USDA lowers crop insurance premiums for corn and soybean growers

WASHINGTON – The U.S. Department of Agriculture’s Risk Management Agency (RMA) announced Nov. 28 it will update the methodology to set crop insurance premiums, leading to lower insurance premium rates for many corn and soybean producers in the 2012 crop year.

The rate adjustment is based on findings of an independent study and peer review process.

Risk Management Agency Administrator William J. Murphy said, on average, these new rates should reduce corn farmers’ rates by 7 percent and soybean farmers’ by 9 percent.

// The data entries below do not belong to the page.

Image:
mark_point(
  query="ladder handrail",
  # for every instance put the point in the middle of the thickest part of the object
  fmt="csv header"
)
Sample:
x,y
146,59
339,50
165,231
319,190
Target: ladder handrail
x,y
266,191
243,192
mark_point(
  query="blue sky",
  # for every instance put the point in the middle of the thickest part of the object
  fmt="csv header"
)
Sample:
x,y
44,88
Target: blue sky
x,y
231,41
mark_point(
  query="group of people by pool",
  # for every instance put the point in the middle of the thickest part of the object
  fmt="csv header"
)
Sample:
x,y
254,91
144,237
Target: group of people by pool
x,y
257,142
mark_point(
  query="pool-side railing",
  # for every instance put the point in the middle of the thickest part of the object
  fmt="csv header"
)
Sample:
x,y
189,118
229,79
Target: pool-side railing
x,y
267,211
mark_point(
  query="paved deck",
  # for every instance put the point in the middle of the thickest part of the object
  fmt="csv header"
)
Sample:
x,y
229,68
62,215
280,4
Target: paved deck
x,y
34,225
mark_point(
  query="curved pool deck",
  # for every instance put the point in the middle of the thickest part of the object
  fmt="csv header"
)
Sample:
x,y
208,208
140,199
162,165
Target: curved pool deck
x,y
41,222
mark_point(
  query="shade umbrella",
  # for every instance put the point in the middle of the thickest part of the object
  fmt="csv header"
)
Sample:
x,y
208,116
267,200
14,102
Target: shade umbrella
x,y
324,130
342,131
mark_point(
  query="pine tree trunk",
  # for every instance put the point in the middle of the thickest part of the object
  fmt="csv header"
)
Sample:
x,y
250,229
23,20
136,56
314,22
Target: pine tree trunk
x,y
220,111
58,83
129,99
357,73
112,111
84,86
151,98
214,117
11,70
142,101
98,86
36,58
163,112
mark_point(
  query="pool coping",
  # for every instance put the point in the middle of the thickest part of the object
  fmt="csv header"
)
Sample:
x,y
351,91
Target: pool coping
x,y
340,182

RMA contracted for a study by Sumaria Systems Inc., which examined premium rates, and the rating process, starting with the United States’ two major commodities: corn and soybeans. RMA then requested an independent expert peer review to provide feedback on the Sumaria study results. RMA will conduct further review and analysis of the study’s recommendations along with comments and issues raised by peer reviewers, making additional adjustments as warranted and appropriate.

Updated data pertaining to prevented planting, replant payment, and quality adjustment loss experience, was also used in determining rates changes. RMA will release actuarial documents by Nov. 30 reflecting premium rates and other program information that will be effective for the 2012 spring crop season.

About time

U.S. Sen. Sherrod Brown, D-Ohio, had championed the revision, coordinating a letter sent by nine senators, including Ohio’s other U.S. senator, Rob Portman, to the USDA, urging it to follow the recommendations of the independent study.

“Midwest producers have been shouldering more than their fair share of the burden for too long,” Brown said. “Beginning to update how crop insurance premiums are calculated is a huge win for Ohio farmers, but the USDA’s Risk Management Agency can and must do more. The recommendations of the independent study should be implemented promptly and in full.”

Full implementation of the independent study’s recommendations would result in even greater reductions to premiums, lowering Ohio annual insurance costs for corn producers by 11 percent and for soybean producers by 13 percent.